We can incorporate Jeopardy Bot into the embedding process. This is how we will do it. Store the questions in the vector DB under the collection `{collection_name}_questions`, and within the metadata, store the hash of the document. Then, when we get asked a question, we do a vector similarity search against `{collection_name}_questions`, get the top 1 or 2 relevant results, and then use the hash to retrieve the original document.

In [None]:
question_store = DocumentStore(collection_name="codonbert_questions")
document_store = DocumentStore(collection_name="codonbert")
question_store.reset()
document_store.reset()

In [None]:
from llamabot.components.docstore import DocumentStore
from hashlib import sha256

for chunk in chunks:
    doc_id = sha256(chunk.text.encode()).hexdigest()
    document_store.append(chunk.text, metadata=dict(doc_id=doc_id))
    q_and_a = json.loads(jeopardy_bot(chunk.text).content)
    for q_and_a in q_and_a["questions_and_answers"]:
        q_a_concat = f"Q: {q_and_a['question']} A: {q_and_a['answer']}"
        question_store.append(q_a_concat, metadata=dict(parent_doc=doc_id))

In [None]:
q_and_as = question_store.retrieve("What is CodonBERT?")
q_and_as

In [None]:
query_text = "What papers did this paper cite?"
result = question_store.collection.query(query_texts=query_text, n_results=20)
result["metadatas"][0]

In [None]:
# Get the unique parent_doc IDs:
# preserve order
parent_doc_ids = []
for metadata in result["metadatas"][0]:
    if metadata["parent_doc"] not in parent_doc_ids:
        parent_doc_ids.append(metadata["parent_doc"])
# parent_doc_ids = set([metadata["parent_doc"] for metadata in result["metadatas"][0]])
parent_doc_ids

In [None]:
results = document_store.collection.query(
    query_texts=query_text, where={"doc_id": {"$in": list(parent_doc_ids)}}, n_results=3
)
len(results["documents"][0])
relevant_documents = results["documents"][0]
relevant_documents

In [None]:
# Now, compose the final prompt that includes the Q&A results and the retrieved documents


@prompt
def q_and_a_prompt(query, q_and_a_results, relevant_documents):
    """Q&A Results:

        {{ q_and_a_results }}

    Relevant documents:

        {{ relevant_documents }}

    Query:

        {{ query }}
    """


response_bot = SimpleBot(
    "Based on Q&A results and relevant documents, please answer the query."
)
response_bot(q_and_a_prompt(query_text, q_and_as, relevant_documents))

In [None]:
# ChatBot as a mixin
from llamabot.bot.simplebot import SimpleBot
from llamabot.components.history import History
from llamabot.components.messages import HumanMessage, AIMessage


class ChatBot(SimpleBot, History):
    def __init__(
        self,
        system_prompt: str,
        session_name: str,
        temperature=0.0,
        model_name="mistral/mistral-tiny",
        stream=True,
        response_budget=2_000,
    ):
        SimpleBot.__init__(
            self,
            system_prompt=system_prompt,
            temperature=temperature,
            model_name=model_name,
            stream=stream,
        )
        History.__init__(self, session_name=session_name)
        self.model_name = model_name
        self.response_budget = response_budget
        self.session_name = session_name

    def __call__(self, message: str) -> AIMessage:
        """Call the ChatBot.

        :param human_message: The human message to use.
        :return: The response to the human message, primed by the system prompt.
        """
        human_message = HumanMessage(content=message)
        history = self.retrieve(
            query=human_message, character_budget=self.response_budget
        )
        messages = [self.system_prompt] + history + [human_message]
        response = self.generate_response(messages)
        # autorecord(human_message, response.content)

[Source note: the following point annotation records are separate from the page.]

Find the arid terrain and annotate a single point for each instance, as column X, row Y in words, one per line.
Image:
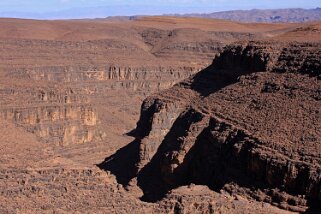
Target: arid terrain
column 159, row 115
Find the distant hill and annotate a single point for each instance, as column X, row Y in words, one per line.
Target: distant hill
column 268, row 16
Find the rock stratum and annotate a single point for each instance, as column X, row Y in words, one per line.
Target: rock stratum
column 70, row 96
column 249, row 124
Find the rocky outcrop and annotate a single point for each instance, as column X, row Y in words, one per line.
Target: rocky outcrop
column 248, row 124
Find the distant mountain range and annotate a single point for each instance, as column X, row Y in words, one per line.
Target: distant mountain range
column 267, row 16
column 263, row 16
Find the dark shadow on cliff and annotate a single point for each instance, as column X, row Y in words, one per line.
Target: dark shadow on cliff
column 123, row 163
column 226, row 70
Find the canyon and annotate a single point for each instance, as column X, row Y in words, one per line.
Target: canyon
column 228, row 116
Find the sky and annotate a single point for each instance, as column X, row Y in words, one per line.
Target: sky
column 139, row 7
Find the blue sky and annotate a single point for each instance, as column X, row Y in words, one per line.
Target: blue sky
column 147, row 7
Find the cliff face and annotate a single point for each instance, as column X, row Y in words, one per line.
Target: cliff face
column 248, row 124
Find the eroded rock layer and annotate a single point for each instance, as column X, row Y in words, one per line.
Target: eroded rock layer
column 248, row 124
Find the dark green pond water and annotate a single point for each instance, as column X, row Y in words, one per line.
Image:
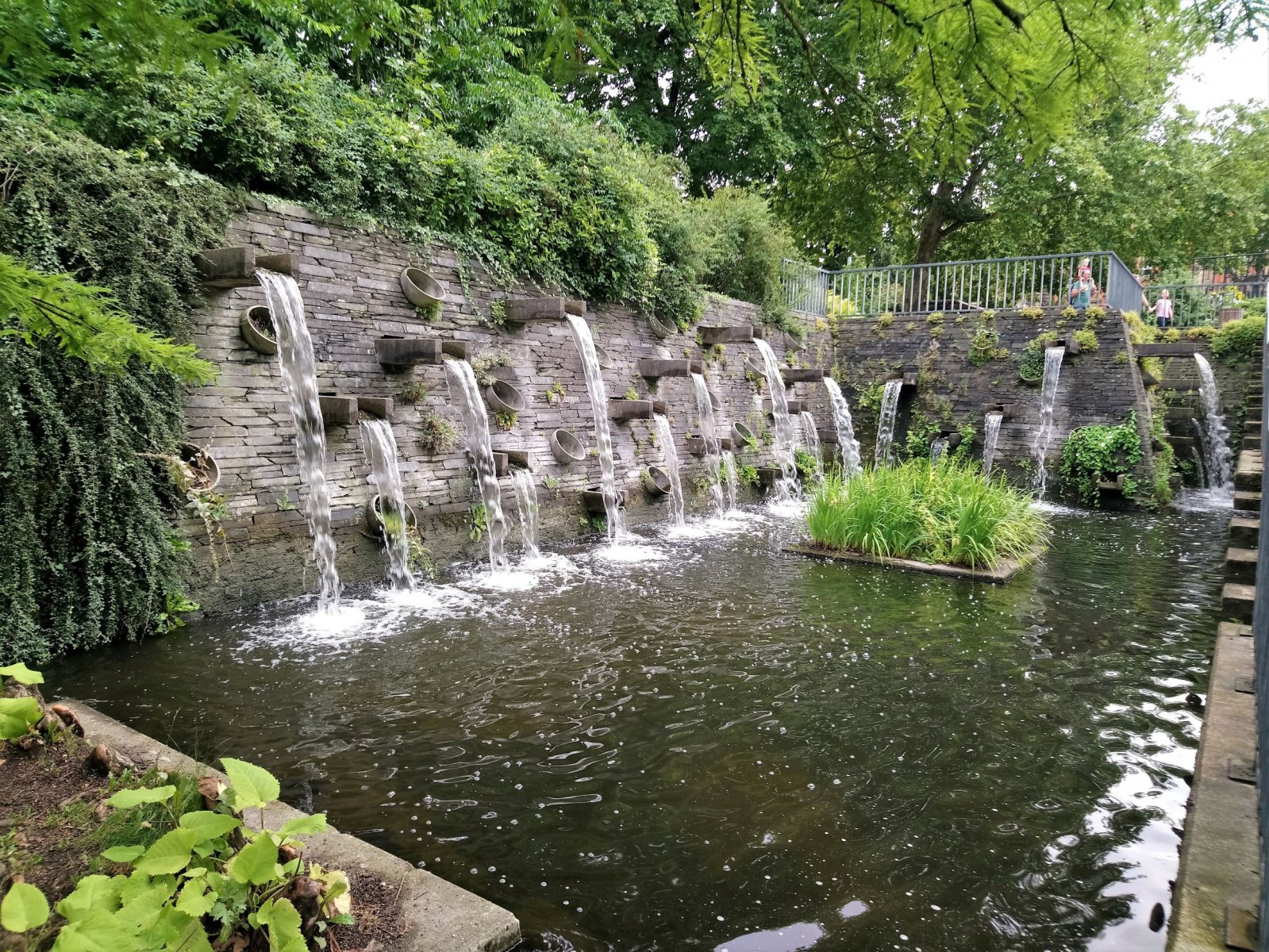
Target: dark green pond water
column 736, row 749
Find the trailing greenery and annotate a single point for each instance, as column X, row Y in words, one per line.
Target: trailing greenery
column 93, row 400
column 944, row 513
column 1094, row 455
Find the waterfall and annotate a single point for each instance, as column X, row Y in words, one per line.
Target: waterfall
column 300, row 380
column 379, row 443
column 709, row 435
column 1044, row 435
column 847, row 442
column 603, row 436
column 1216, row 438
column 527, row 505
column 886, row 422
column 811, row 438
column 671, row 455
column 730, row 479
column 989, row 441
column 465, row 391
column 783, row 446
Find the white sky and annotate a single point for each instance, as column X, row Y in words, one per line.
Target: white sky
column 1221, row 75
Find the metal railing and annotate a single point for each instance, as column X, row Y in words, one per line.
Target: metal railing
column 999, row 283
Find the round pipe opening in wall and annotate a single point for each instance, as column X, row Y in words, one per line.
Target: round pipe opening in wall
column 503, row 397
column 421, row 289
column 566, row 448
column 199, row 463
column 256, row 327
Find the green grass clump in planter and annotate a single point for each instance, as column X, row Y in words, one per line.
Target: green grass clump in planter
column 947, row 514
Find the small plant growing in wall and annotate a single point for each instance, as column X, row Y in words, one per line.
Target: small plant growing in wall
column 436, row 435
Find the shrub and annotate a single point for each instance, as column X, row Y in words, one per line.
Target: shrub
column 947, row 513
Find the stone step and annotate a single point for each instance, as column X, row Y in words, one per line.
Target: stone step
column 1237, row 601
column 1245, row 532
column 1240, row 565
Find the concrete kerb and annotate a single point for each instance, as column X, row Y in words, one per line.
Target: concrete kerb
column 440, row 917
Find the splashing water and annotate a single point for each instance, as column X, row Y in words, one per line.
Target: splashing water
column 465, row 393
column 991, row 423
column 709, row 432
column 603, row 436
column 527, row 505
column 811, row 440
column 379, row 443
column 1217, row 459
column 847, row 442
column 886, row 422
column 783, row 443
column 300, row 380
column 1044, row 435
column 671, row 456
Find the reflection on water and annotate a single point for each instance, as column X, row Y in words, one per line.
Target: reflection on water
column 734, row 748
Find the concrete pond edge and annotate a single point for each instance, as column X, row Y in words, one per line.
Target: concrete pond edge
column 438, row 916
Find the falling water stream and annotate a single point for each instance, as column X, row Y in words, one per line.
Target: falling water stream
column 991, row 424
column 300, row 380
column 379, row 443
column 886, row 422
column 783, row 443
column 847, row 442
column 603, row 436
column 671, row 455
column 465, row 393
column 1044, row 433
column 527, row 505
column 1216, row 438
column 709, row 435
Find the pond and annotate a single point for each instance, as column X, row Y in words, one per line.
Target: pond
column 739, row 749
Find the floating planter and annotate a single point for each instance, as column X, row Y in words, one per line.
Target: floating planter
column 421, row 289
column 658, row 367
column 726, row 336
column 201, row 463
column 655, row 482
column 375, row 517
column 256, row 327
column 502, row 397
column 566, row 448
column 235, row 267
column 622, row 409
column 338, row 409
column 402, row 353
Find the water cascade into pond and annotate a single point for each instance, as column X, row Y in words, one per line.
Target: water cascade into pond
column 671, row 455
column 811, row 440
column 1216, row 438
column 991, row 424
column 527, row 505
column 379, row 443
column 783, row 442
column 886, row 422
column 300, row 380
column 709, row 435
column 603, row 435
column 847, row 442
column 465, row 393
column 1044, row 435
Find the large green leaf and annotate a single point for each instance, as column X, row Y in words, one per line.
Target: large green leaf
column 137, row 797
column 21, row 674
column 250, row 785
column 167, row 854
column 207, row 825
column 17, row 715
column 23, row 908
column 256, row 862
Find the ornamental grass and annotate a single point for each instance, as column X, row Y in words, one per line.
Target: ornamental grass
column 944, row 513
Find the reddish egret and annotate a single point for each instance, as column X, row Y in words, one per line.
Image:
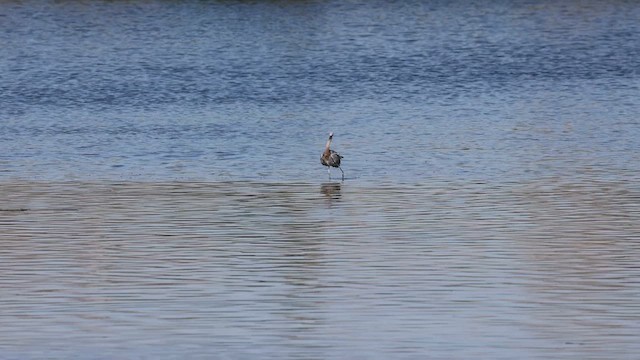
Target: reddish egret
column 331, row 158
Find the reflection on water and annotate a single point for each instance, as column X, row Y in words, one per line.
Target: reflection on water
column 331, row 190
column 271, row 270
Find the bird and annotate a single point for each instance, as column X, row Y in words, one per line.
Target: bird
column 331, row 158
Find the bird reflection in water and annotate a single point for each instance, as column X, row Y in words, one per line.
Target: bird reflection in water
column 331, row 190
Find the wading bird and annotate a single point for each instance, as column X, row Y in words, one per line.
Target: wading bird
column 331, row 158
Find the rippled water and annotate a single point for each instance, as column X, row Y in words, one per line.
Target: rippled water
column 161, row 194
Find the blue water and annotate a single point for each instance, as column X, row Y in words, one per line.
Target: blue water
column 161, row 194
column 233, row 90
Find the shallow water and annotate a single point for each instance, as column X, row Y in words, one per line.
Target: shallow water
column 332, row 270
column 161, row 194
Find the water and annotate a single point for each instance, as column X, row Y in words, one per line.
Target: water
column 161, row 194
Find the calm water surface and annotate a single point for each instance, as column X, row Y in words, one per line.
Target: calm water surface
column 161, row 194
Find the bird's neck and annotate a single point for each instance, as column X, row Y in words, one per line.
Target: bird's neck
column 326, row 148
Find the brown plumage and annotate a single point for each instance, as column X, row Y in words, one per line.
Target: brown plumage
column 331, row 158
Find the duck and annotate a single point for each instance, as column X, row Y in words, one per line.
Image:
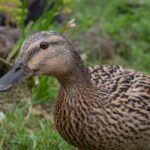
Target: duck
column 104, row 107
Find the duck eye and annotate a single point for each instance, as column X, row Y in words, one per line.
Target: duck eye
column 44, row 45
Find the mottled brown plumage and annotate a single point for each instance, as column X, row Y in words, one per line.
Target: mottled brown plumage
column 98, row 108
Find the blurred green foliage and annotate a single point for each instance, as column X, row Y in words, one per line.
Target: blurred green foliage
column 125, row 22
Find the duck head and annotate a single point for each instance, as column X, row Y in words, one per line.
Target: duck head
column 42, row 53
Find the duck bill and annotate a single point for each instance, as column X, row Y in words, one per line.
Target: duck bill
column 16, row 74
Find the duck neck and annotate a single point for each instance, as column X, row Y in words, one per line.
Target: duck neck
column 78, row 76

        self.append(human_message)
        self.append(response)
        return response

In [None]:
chatbot = ChatBot("You are a non-chatty bot.", session_name="chat_session")
chatbot("Hello!")

In [None]:
# We need to make the document store now
from llamabot.components.docstore import DocumentStore

document_store = DocumentStore(collection_name="codonbert_documents")

In [None]:
kgbot(chunks[0].text)

In [None]:
triplets = []
for chunk in chunks:
    triplets.extend(kgbot(chunk.text))

In [None]:
# # Draw a sample
# rng = torch.Generator(device="cuda")
# rng.manual_seed(789001)

# sequence = generator("Give me a character description", rng=rng)
# print(sequence)
# # {
# #   "name": "clerame",
# #   "age": 7,
# #   "armor": "plate",
# #   "weapon": "mace",
# #   "strength": 4171
# # }

# sequence = generator("Give me an interesting character description", rng=rng)
# print(sequence)
# # {
# #   "name": "piggyback",
# #   "age": 23,
# #   "armor": "chainmail",
# #   "weapon": "sword",
# #   "strength": 0
# # }

In [None]:
from pyprojroot import here

qb = QueryBot(
    "You are an expert in answering questions about a paper that you will be provided.",
    collection_name="FOCA_paper",
    document_paths=here() / "data" / "JMLR-23-0380-1.pdf",
    model_name="mistral/mistral-medium",
)

In [None]:
qb("What is POF?")

In [None]:
from llamabot.components.messages import HumanMessage, SystemMessage
from unstructured.chunking.title import chunk_by_title

docstore = DocumentStore(collection_name="querybot_stuff")
history = History(session_name="querybot_stuff")

bot = SimpleBot(
    "You are an expert at reading papers.", model_name="mistral/mistral-medium"
)


doc_path = here() / "data" / "JMLR-23-0380-1.pdf"
document = magic_load_doc(doc_path)

In [None]:
docstore.append(document[0].text)

In [None]:
splitted_document = split_document(document[0], chunk_size=4_000, chunk_overlap=200)
len(splitted_document)

In [None]:
docstore.collection

In [None]:
for doc in splitted_document:
    docstore.append(doc.text)

In [None]:
# Summarize by doing a summary of each chunk
# splitted_document[0]

In [None]:
from llamabot.prompt_manager import prompt
from llamabot.prompt_library.zotero import docbot_sysprompt, paper_summary


@prompt
def summarization_bot_prompt(text_to_summarize):
    """Here is the text to summarize:

    {{ text_to_summarize }}

    Your summary should not be a mere regurgitation of the abstract.
    Rather, your summary should highlight the key findings,
    methodology, and implications.
    """


import os

os.environ["TOKENIZERS_PARALLELISM"] = "true"

summarization_bot = SimpleBot(
    system_prompt=docbot_sysprompt(),
    model_name="mistral/mistral-medium",
)

new_summary = summarization_bot(summarization_bot_prompt(splitted_document[0].text))

In [None]:
# Help define certain statements


@prompt
def define(term, text):
    """Here is a text: {{ text }}

    Please help me see if `text` defines the term {{ term }}.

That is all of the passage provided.